With agriculture influencing the landscape for over 150 years in many parts of the catchments and the extensive channel systems in most of the catchments of the Wimmera, Avoca, Loddon and Campaspe Rivers, water does not flow the way it used to.
It is a great thing to have water flooding over natural floodplains that have not been built up, but when that area now contains, for better or worse, houses and development, attempts need to be made to minimise the impact.
In the Wimmera, Pine Lake has been used in this flood to try and take some of the mighty flow coming down the river, but it has not been enough to prevent major damage.
As we said, preventing all damage is impossible, but hopefully much has been learnt from the lessons of these massive floods and hydrologists and the CMAs have a better idea of where the water comes in and how it spreads and mitigating that impact in agricultural and urban areas.
Events such as the devastation at Charlton, or even the cutting of a major rural city of Horsham need to be prevented.
Issues such as the partial filling in of the open channel system in the Wimmera-Mallee and the removal of some culverts under roads has meant water has behaved in ways never seen before, and certainly not in the way it would have prior to white settlement.
Letting water dam up on roadsides and spill back into private property does no-one any good.

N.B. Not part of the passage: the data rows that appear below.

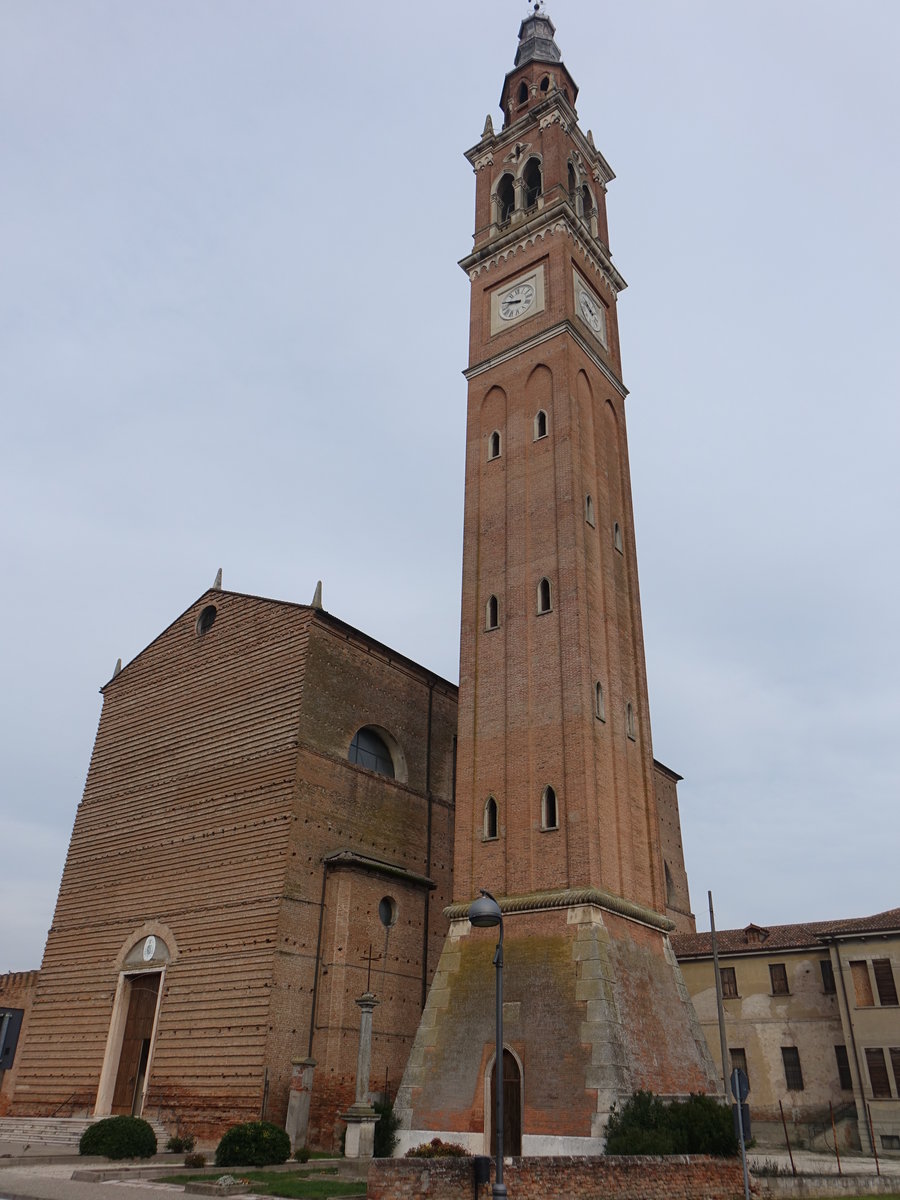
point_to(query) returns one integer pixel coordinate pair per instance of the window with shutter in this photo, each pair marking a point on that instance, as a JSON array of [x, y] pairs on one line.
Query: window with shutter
[[793, 1075], [862, 984], [827, 977], [730, 984], [846, 1079], [877, 1072], [885, 981], [895, 1063], [778, 973]]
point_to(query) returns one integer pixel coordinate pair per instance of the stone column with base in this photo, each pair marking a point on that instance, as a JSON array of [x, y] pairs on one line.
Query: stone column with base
[[361, 1117], [298, 1120]]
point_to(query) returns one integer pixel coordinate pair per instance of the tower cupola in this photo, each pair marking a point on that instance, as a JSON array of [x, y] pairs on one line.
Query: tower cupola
[[538, 70], [535, 40]]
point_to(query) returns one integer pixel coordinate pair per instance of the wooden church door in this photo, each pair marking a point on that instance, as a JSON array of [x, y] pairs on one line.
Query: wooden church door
[[511, 1107]]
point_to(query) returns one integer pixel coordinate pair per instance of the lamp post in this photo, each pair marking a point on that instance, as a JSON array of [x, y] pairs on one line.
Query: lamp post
[[485, 913]]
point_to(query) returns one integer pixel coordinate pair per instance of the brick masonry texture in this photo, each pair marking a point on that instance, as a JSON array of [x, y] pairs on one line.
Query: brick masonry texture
[[17, 990], [561, 1179], [217, 789]]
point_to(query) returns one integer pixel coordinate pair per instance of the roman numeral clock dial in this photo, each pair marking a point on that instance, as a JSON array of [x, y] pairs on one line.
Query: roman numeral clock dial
[[516, 301]]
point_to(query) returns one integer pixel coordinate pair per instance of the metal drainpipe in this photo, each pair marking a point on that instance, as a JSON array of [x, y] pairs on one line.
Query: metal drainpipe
[[427, 843], [852, 1043], [318, 957]]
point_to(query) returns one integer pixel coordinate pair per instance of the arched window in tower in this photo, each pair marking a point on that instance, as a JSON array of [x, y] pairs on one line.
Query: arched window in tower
[[587, 203], [490, 826], [505, 198], [370, 750], [550, 815], [532, 178], [492, 613]]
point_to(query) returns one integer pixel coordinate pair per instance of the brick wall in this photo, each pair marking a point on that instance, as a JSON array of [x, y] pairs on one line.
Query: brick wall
[[17, 991], [561, 1179]]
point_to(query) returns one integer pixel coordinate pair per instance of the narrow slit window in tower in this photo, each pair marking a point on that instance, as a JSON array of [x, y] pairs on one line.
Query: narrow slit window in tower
[[544, 597], [550, 816], [490, 819], [630, 721], [507, 198], [493, 613], [532, 177]]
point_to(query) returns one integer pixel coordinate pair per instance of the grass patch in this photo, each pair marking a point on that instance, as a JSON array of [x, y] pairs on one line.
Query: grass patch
[[294, 1185]]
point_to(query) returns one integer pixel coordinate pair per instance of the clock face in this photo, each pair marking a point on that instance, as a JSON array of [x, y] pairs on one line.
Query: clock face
[[591, 311], [516, 301]]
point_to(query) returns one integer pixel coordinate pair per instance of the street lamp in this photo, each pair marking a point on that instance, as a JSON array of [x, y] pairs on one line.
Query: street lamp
[[484, 913]]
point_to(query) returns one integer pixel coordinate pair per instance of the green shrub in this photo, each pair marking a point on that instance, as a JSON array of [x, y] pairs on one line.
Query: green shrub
[[646, 1125], [119, 1138], [385, 1129], [255, 1144], [438, 1149]]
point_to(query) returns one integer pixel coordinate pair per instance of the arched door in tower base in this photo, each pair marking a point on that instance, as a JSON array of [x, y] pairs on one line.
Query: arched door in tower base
[[511, 1107]]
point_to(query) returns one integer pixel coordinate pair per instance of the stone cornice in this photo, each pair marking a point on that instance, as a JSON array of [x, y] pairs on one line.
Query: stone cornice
[[573, 898], [364, 863], [563, 327], [561, 220], [555, 108]]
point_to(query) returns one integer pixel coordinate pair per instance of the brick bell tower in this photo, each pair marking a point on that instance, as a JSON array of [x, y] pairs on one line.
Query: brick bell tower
[[556, 810]]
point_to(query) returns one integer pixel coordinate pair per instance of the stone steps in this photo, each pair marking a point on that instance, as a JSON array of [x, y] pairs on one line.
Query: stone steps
[[57, 1131]]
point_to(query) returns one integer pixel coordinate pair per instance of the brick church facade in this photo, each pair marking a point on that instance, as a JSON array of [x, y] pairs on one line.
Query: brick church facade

Now we have a better idea of what happens when it gets this wet, hopefully strategies can be created that ensure the water gets where it does the most good, that is our magnificent river systems and wetlands, along with water storages, and as little where it does harm, such as backing up stormwater drains through built up areas.
There is probably going to be a round of bashing of the relevant water authorities in light of the floods, and there is no doubt there are things that could have been done better, but let’s also realise that this is an unprecedented event. The real crime would be to not learn from what has taken place.
Is there scope for alterations to the river systems in terms of flood mitigation? Its not my area of expertise, but you’d have to suggest some more weir systems apart from the modest Yawong Weir along the Avoca would have been a good thing for Charlton.
For years, the focus on dams and reservoirs has been as water storages, forgetting about their vital role in flood mitigation.
I’m all for water getting into these previously parched river systems, but there has to be a balance and you could not possibly argue that the devastation of an entire town such as Charlton is worth it.
On the flipside, future development also has to be closely looked at. I realise this is an extreme event, but with climate change leading to these severe events become more common, then perhaps developers need to err on the side of caution with where they build. Having a nice river view is fantastic. Having the river track through your lounge room is less good.
Our immediate attentions now need to be on the clean-up process but following that, a lot of hard work and research needs to be done on finding the correct balances that allow both healthy rural communities and riverine systems.